Emerging Role of Gut Microbiota in Breast Cancer Development and Its Implications in Treatment

Background: The human digestive system contains approximately 100 trillion bacteria. The gut microbiota is an emerging field of research that is associated with specific biological processes in many diseases, including cardiovascular disease, obesity, diabetes, brain disease, rheumatoid arthritis, and cancer. Emerging evidence indicates that the gut microbiota affects the response to anticancer therapies by modulating the host immune system. Recent studies have explained a high correlation between the gut microbiota and breast cancer: dysbiosis in breast cancer may regulate the systemic inflammatory response, hormone metabolism, immune response, and the tumor microenvironment. Some of the gut bacteria are related to estrogen metabolism, which may increase or decrease the risk of breast cancer by changing the number of hormones.

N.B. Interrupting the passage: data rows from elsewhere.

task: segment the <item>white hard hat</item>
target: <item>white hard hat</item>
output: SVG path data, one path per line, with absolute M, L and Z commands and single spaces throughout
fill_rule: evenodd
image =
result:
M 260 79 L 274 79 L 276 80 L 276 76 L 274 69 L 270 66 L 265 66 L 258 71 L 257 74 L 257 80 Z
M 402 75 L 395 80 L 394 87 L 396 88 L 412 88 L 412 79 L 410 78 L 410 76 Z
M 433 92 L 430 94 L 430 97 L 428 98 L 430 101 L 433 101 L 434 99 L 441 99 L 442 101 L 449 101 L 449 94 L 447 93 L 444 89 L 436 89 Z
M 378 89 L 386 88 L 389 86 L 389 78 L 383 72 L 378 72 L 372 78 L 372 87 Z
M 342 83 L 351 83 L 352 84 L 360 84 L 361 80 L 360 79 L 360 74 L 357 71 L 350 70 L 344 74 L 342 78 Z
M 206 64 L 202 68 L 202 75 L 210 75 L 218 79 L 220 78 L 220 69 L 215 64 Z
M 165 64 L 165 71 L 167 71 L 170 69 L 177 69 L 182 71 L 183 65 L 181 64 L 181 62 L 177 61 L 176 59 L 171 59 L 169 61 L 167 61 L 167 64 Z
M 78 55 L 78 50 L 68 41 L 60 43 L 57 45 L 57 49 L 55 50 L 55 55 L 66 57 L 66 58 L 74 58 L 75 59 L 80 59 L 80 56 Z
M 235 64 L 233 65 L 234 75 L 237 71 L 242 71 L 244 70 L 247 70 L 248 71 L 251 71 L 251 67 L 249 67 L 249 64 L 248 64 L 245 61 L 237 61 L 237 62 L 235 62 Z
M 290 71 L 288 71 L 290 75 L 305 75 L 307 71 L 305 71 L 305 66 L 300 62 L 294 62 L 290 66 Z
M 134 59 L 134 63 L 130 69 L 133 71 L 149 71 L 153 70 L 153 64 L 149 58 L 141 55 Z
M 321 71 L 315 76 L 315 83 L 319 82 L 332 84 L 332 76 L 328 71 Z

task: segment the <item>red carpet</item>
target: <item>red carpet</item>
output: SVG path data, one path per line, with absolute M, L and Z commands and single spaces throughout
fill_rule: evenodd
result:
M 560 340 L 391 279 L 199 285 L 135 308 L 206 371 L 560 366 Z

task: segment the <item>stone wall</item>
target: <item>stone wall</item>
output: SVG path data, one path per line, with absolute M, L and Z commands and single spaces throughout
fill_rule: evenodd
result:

Further, the gut microbiota has been seen to modulate the immune system in respect of its ability to protect against and treat cancers, with a specific focus on hormone receptor-positive breast cancer. Probiotics and other therapies claiming to control the gut microbiome by bacterial means might be useful in the prevention, or even in the treatment, of breast cancer. Conclusions: The present review underlines the various aspects of gut microbiota in breast cancer risk and its clinical application, warranting research on individualized microbiome-modulated therapeutic approaches to breast cancer treatment.